La modification de la durée du prêt nécessite l'accord de la caution pour lui être applicable.

Caution à durée indéterminée

En cas de cautionnement pour une durée indéterminée, la caution dure tant que la société existe, cela pour toutes les sommes que pourrait devoir la société à sa banque (par exemple, pour garantir le solde débiteur du compte courant).

Dans cette situation, le dirigeant peut toujours résilier son engagement, en avertissant simplement le banquier par lettre recommandée avec accusé de réception. Il n'est alors plus tenu de régler les dettes de la société postérieures à la résiliation mais reste tenu d'honorer les engagements existants à la date de sa dénonciation.

La résiliation de la caution est toutefois déconseillée, la banque pouvant décider en retour de retirer son prêt.

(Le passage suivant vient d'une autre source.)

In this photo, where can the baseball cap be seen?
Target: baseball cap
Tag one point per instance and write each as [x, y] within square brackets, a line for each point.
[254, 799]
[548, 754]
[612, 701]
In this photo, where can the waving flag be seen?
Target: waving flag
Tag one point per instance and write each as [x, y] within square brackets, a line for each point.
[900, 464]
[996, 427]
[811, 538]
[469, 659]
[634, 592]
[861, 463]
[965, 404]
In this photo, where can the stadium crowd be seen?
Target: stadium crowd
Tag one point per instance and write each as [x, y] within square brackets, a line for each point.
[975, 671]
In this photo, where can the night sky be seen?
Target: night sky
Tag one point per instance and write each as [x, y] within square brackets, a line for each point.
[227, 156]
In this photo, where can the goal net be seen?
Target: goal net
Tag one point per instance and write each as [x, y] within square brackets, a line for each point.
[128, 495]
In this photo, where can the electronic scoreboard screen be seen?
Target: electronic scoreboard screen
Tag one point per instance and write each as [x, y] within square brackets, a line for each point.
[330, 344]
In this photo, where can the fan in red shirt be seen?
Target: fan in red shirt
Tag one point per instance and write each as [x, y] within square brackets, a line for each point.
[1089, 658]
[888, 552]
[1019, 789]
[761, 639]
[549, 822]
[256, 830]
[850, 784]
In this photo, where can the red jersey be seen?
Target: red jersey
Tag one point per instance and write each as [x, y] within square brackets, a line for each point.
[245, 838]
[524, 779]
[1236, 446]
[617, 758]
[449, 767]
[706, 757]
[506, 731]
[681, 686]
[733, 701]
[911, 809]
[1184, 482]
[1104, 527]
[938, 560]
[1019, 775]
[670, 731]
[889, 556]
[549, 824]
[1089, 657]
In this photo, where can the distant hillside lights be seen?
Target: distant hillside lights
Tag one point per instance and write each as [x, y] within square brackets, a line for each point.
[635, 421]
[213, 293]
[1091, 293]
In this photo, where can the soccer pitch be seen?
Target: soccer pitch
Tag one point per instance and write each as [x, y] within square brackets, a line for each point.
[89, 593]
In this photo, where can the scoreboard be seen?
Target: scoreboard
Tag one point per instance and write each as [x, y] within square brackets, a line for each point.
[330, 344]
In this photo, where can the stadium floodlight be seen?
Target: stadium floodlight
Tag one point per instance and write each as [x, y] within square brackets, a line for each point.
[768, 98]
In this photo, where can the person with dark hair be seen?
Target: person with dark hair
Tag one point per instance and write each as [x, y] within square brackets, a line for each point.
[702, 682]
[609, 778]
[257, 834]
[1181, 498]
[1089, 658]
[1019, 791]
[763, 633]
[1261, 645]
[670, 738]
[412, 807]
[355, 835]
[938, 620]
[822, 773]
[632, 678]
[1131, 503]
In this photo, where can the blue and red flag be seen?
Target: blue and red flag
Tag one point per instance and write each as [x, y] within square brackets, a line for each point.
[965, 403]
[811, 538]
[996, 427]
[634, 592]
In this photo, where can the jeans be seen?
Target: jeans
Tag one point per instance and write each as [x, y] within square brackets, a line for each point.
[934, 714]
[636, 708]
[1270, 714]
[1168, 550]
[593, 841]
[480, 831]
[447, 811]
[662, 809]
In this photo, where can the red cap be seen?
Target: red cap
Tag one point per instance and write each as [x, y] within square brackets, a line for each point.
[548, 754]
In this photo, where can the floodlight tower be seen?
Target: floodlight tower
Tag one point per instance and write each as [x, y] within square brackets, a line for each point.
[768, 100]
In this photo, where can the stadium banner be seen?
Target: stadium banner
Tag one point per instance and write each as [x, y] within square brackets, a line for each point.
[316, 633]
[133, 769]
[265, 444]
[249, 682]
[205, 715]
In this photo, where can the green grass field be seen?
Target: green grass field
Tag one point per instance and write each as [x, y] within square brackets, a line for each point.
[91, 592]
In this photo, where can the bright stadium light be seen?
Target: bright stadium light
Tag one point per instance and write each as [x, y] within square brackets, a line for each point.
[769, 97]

Pour éviter d’être poursuivi plusieurs années après avoir quitté la société, pour des dettes sociales créées par ses successeurs, le dirigeant doit veiller à stipuler dans l'acte de caution que son cautionnement ne sera lié qu’aux fonctions exercées dans la société. La fin de ses fonctions, que ce soit par l'arrivée du terme, par démission ou par révocation, mettra ainsi fin à son engagement.

La banque est tenue d'informer tous les ans le dirigeant de sa faculté de résilier son engagement en cas de cautionnement à durée indéterminée.

Montant du cautionnement

Le montant de l'engagement de caution est librement négocié avec le banquier et porte en général sur le montant du prêt demandé, majoré de 20 %. Le dirigeant ne peut alors être poursuivi que pour le montant indiqué, même si les dettes de la société sont supérieures.

En l'absence de limitation de son engagement (exemple : caution pour toutes les sommes que la société pourra devoir à la banque), le dirigeant peut se voir réclamer le paiement de la totalité des dettes de la société, y compris les intérêts et sommes accessoires tels que les dommages et intérêts, frais de justice, TVA...

Le dirigeant doit consentir à toutes les modifications du contrat de prêt postérieures à la conclusion de son engagement afin que ces nouvelles modalités lui soient opposables par la banque. La modification du taux d'intérêt nécessite donc l'accord du dirigeant pour lui être applicable.

Il est possible de recourir à des organismes de caution, tel que BPI France qui peut apporter sa caution à hauteur d’une partie du financement.

Caution simple et caution solidaire

Il existe deux types de cautions : la caution simple et la caution solidaire.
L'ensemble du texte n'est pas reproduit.